The global semiconductor market is reacting sharply to "TurboQuant," an artificial intelligence memory optimization technology recently released by Google Research. TurboQuant is an algorithm that dramatically compresses the "KV cache" — which consumes massive amounts of memory during large language model (LLM) inference — thereby lowering costs. The technology has raised hopes of easing the memory bottleneck long seen as an obstacle to the broader rollout of AI services. At the same time, however, concerns that the technology could reduce memory chip demand and derail the semiconductor super-cycle have sent markets into turmoil.
Google unveiled TurboQuant on May 24 (local time). Han In-soo, a professor in the School of Electrical Engineering at KAIST, Korea's top science and technology university, participated as a co-researcher while serving as a visiting researcher at Google Research. Developed jointly by teams from Google Research, DeepMind and New York University, TurboQuant is drawing attention as a next-generation quantization algorithm that addresses the chronic memory overload problem in AI models.
The KV cache is the storage space where AI systems such as ChatGPT retain the context of conversations with users. As inputs grow longer, the amount of information to be stored increases, causing memory usage to surge and inference speed to drop. TurboQuant is designed to shrink this space to as little as one-sixth of its original size while causing virtually no loss in performance. In simple terms, the technology compresses the information AI must remember into a much smaller footprint while still allowing rapid retrieval when needed. According to Google, computational speed can be increased up to eight-fold in an H100-class GPU environment.
The market impact was immediate. After TurboQuant's release, global semiconductor stocks including Samsung Electronics (005930.KS) and SK hynix (000660.KS) were shaken, with SK hynix shares plunging over two days. The sell-off reflected concerns that if memory usage can be sharply reduced, demand for memory chips would ultimately decline as well. The shock was amplified when Matthew Prince, CEO of Cloudflare, wrote on his X account that "this is Google's DeepSeek."
Academics, however, argue that such an interpretation is premature.
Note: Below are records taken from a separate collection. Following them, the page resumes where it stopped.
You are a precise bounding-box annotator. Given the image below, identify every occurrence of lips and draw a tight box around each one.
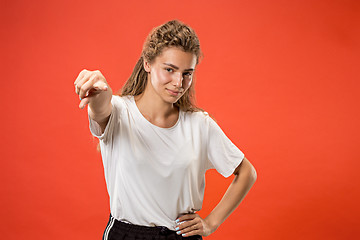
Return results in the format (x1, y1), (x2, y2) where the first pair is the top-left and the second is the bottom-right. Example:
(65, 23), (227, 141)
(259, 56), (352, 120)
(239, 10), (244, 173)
(166, 89), (181, 96)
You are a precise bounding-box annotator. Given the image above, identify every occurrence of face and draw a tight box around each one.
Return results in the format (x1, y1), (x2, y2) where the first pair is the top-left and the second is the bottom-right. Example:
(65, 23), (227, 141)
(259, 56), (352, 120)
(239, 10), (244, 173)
(144, 47), (196, 103)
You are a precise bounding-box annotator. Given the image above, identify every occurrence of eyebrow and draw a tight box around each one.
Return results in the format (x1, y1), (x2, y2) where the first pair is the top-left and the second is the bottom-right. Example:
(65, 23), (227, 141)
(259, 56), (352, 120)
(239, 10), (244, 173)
(163, 63), (194, 71)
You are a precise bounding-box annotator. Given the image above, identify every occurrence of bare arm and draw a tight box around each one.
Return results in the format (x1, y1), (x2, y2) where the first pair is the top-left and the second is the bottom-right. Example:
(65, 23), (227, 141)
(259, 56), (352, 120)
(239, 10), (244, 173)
(74, 70), (112, 132)
(177, 158), (257, 236)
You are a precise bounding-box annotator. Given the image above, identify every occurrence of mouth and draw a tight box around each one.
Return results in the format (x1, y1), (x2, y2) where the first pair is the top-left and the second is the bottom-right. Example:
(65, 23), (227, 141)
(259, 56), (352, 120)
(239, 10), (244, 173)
(166, 88), (181, 96)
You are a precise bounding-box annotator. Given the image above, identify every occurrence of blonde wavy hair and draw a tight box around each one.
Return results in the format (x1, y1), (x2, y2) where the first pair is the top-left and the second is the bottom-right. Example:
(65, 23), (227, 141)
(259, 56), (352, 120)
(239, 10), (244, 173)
(117, 20), (203, 112)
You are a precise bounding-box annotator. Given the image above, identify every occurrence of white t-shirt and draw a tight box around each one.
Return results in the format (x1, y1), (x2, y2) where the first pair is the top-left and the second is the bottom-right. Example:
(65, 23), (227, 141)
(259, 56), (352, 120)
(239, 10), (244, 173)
(89, 95), (244, 230)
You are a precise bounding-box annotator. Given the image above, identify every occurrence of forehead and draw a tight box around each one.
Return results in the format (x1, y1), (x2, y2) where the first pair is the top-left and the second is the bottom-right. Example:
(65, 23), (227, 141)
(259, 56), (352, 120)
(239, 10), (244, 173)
(155, 47), (196, 69)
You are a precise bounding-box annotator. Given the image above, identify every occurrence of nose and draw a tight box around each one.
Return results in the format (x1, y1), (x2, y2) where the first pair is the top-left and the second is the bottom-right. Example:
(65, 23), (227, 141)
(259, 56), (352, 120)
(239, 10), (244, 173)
(174, 72), (183, 88)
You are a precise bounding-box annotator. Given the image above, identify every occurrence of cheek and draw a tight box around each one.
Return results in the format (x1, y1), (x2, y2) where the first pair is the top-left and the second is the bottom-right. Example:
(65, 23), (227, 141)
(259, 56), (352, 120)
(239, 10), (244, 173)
(151, 71), (171, 84)
(183, 79), (192, 89)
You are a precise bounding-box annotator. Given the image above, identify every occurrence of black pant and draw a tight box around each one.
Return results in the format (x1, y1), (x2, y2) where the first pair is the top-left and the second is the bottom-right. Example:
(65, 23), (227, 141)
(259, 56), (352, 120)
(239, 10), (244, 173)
(103, 214), (202, 240)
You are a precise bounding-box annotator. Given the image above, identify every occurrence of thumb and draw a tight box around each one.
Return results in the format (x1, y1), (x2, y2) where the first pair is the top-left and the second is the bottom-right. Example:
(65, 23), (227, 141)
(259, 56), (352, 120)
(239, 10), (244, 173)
(93, 82), (108, 91)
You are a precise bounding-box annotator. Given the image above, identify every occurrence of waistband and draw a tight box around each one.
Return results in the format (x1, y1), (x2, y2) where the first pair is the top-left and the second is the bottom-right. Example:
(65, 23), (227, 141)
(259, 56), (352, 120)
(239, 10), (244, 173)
(109, 214), (177, 236)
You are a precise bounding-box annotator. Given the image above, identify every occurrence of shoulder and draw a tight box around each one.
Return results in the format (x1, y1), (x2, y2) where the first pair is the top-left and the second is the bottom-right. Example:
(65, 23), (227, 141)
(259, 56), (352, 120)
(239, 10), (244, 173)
(183, 111), (214, 124)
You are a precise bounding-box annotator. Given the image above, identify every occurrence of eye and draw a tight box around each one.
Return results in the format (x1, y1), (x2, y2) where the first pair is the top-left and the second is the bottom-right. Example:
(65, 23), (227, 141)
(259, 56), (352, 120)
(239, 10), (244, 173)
(184, 72), (192, 77)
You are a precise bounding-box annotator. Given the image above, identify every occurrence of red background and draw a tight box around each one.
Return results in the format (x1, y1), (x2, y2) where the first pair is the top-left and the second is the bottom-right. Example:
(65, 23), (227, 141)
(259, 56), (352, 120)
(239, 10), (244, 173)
(0, 0), (360, 240)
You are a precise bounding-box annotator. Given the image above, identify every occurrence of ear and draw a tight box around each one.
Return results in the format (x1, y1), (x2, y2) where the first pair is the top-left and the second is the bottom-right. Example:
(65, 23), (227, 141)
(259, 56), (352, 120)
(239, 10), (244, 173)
(144, 59), (150, 73)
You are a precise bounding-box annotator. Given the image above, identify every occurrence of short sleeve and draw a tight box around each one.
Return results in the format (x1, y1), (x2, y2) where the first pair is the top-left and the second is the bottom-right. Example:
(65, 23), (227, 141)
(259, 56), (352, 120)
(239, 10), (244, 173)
(207, 117), (244, 177)
(88, 96), (120, 142)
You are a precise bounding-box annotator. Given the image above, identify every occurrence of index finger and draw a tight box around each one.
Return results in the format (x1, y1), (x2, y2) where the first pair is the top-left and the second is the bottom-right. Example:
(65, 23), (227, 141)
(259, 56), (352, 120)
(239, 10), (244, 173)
(74, 69), (87, 85)
(175, 213), (198, 223)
Kwon Seok-jun, a professor of semiconductor convergence engineering and chemical engineering at Sungkyunkwan University, said, "It is more appropriate to view Google's TurboQuant as a technology that changes the game rules of the memory industry rather than one that destroys memory demand." His point is that as less memory is consumed, AI can be run more cheaply and quickly, and as a result, high-cost services such as long-prompt processing, multi-agent systems and multimodal analysis will proliferate — ultimately generating new demand.
KAIST offered a similar interpretation. As the semiconductor demand structure shifts from high-capacity to high-efficiency, AI will spread more cheaply and rapidly, and memory demand could become qualitatively more sophisticated, the university said. In particular, if the scope of AI applications widens — from on-device AI in smartphones and home appliances to large-scale data centers — a bigger market could open up beyond any short-term demand slowdown, analysts noted.
The research is also significant in that Korean researchers directly contributed to the development of a core AI algorithm at a global big tech company. "As AI model capabilities grow, the rapid increase in memory usage has been the biggest limitation. This research presents a new direction for reducing that bottleneck while maintaining accuracy," Prof. Han said. Ultimately, the market's question is shifting from "will less memory be used?" to "how much more will cheaper AI be used?" analysts said.